Implementing Database Replication: Master-Slave vs Master-Master Architectures

Master-slave replication uses a single writable primary with read-only replicas, while master-master replication enables multiple writable nodes that require conflict resolution but eliminate write bottlenecks.

Database replication is a core technique for scaling relational databases and improving availability in distributed systems. According to the donnemartin/system-design-primer repository, choosing between master-slave and master-master architectures represents a critical design decision that impacts consistency models, failover complexity, and write throughput. This guide examines both patterns as documented in the repository's core documentation and implementation examples.
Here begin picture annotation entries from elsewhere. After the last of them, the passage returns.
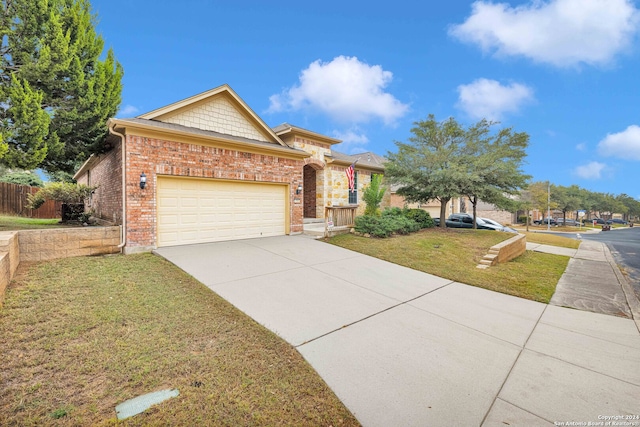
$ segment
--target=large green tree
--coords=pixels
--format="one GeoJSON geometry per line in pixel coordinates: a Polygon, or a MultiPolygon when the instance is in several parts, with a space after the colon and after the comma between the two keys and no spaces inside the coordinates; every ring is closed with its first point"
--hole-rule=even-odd
{"type": "Polygon", "coordinates": [[[88,0],[4,0],[0,162],[72,172],[105,149],[122,67],[96,34],[88,0]]]}
{"type": "Polygon", "coordinates": [[[529,135],[512,128],[492,133],[491,127],[496,124],[481,120],[466,131],[463,152],[467,177],[461,182],[460,191],[473,206],[474,228],[480,200],[512,210],[515,202],[510,196],[519,194],[530,178],[521,169],[529,135]]]}
{"type": "Polygon", "coordinates": [[[446,227],[446,204],[461,194],[467,179],[464,165],[466,130],[453,118],[438,122],[433,114],[411,128],[409,142],[396,141],[387,154],[385,178],[399,185],[397,194],[408,202],[440,202],[440,227],[446,227]]]}

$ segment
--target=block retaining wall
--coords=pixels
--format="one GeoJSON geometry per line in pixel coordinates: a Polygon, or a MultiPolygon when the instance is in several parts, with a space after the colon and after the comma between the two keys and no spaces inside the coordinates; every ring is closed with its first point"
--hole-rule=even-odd
{"type": "Polygon", "coordinates": [[[0,233],[0,307],[20,262],[120,253],[120,227],[56,228],[0,233]]]}
{"type": "Polygon", "coordinates": [[[511,261],[525,253],[526,250],[527,236],[525,234],[518,234],[504,242],[491,246],[489,253],[480,260],[478,268],[487,268],[502,262],[511,261]]]}

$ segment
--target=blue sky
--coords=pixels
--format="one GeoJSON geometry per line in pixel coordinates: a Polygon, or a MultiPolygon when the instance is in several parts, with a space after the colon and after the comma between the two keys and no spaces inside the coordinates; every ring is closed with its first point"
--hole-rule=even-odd
{"type": "Polygon", "coordinates": [[[636,1],[91,3],[120,117],[227,83],[272,127],[381,155],[430,113],[487,118],[530,135],[534,180],[640,198],[636,1]]]}

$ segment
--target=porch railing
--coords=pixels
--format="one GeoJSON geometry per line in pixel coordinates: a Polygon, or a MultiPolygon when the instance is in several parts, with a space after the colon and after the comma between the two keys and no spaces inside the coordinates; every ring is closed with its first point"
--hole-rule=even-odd
{"type": "Polygon", "coordinates": [[[356,223],[358,205],[327,206],[324,208],[324,237],[351,229],[356,223]]]}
Understanding Database Replication Patterns

What is Master-Slave Replication?

In the README.md of the system-design-primer, master-slave replication is defined as a topology where a single primary node (the master) handles all write operations while one or more secondary nodes (slaves) serve read requests. The master streams changes from its binary log to each slave, which replay these events asynchronously or semi-synchronously. If the master fails, a slave must be promoted to become the new writer.

What is Master-Master Replication?

The repository describes master-master replication (also called multi-master) as a configuration where two or more nodes accept write operations simultaneously. Each node records its own writes and replicates them to the other nodes. This enables continuous read/write service even if one node goes down, but introduces challenges such as conflict resolution, increased write latency, and the need for load-balancer or application-level routing logic.

Architectural Comparison

Write Path Characteristics

Master-Slave: A single writer eliminates write conflicts and maintains strong consistency for write operations. However, this creates a write bottleneck and requires vertical scaling of the master node to handle write throughput.

Master-Master: Multiple writers distribute load across nodes, enabling geographic distribution of write operations. This requires conflict resolution strategies such as last-write-wins timestamps, vector clocks, or CRDTs (Conflict-free Replicated Data Types) to handle simultaneous updates to the same data.

Read Path and Consistency

Master-Slave: Slaves handle read traffic, reducing load on the master and enabling horizontal read scaling. However, read-after-write consistency may be compromised on slaves due to replication lag between the master and replicas.

Master-Master: All nodes can serve reads immediately after local writes, providing low-latency read access. However, cross-node reads may encounter eventual consistency where not all nodes have received the latest writes from other masters.

Failover and Availability

Master-Slave: When the master fails, automated or manual promotion logic must convert a slave into the new master. This process involves updating DNS entries or connection strings and ensuring the promoted slave has processed all binary log events before accepting writes.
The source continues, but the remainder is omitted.